When the initial state appropriation came in too low, she organized supporters to win extra funding for this fiscal year, and a higher total ($15.9 million) is proposed for next year.

But while public speaking comes easily to Lemley, the hard part of her new job has been working behind the scenes.


“If I’m learning anything, it’s that if I’m going to be effective in the long term, I need to speak in a way that builds common ground,” Lemley says. That sometimes means not laying out all of her feelings about perceived injustices.

“In my old job, I didn’t have to worry about that, because we [in the youth field] were all already in agreement,” she says. “I could be more of a grassroots radical.”

Now that she’s trying to build consensus and win political support, she says, “I have to be more nuanced in my communication style. … Half the time, I think I’m censoring myself too much, and the other half I feel maybe I’ve been too direct.”

Burton says Lemley’s years in the trenches help make her effective in the corridors and hearing rooms of Sacramento. “What her experience brought her is a knowledge of how policies enacted by government don’t always work the way they are supposed to in the real world,” he says. “That understanding makes her very valuable as an advocate, because she can tell people, ‘Well, that’s really a good idea, but you can’t implement it for this reason or that reason.’

“You’ve got somebody with practical experience explaining to theoreticians why their theories won’t work unless you put some teeth into them.”

When people ask how she just walked away from direct service, Lemley bristles a bit. “I didn’t go and become a hedge fund manager,” she says. “I took one step on the continuum of making change. I still feel very connected.”

The First Place is a major provider of THP-Plus services, which keeps Lemley in touch with it regularly.
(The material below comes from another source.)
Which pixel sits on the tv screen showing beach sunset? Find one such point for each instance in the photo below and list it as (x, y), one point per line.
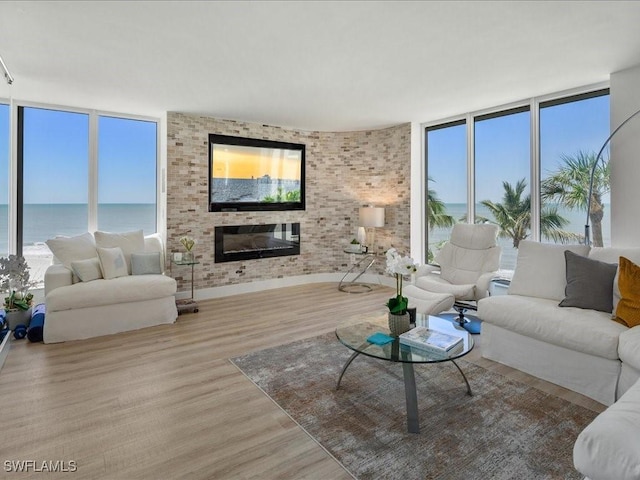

But while Lemley exhorts audiences like the one in the conference room in Oakland to help expand the state commitment to emancipating foster youth, she ultimately wants to make programs like THP-Plus unnecessary. She wants to get the state out of the parenting business by providing enough resources for youth and parents.

It’s an ambition born of where Lemley began her professional life, standing with teens as they careened toward 18, feeling nothing short of terror, then watching the dissolution of whatever substitute family they’d been granted by the state.

“When I am speaking,” she says, “I have the responsibility of all those years with the young people, of knowing their reality.”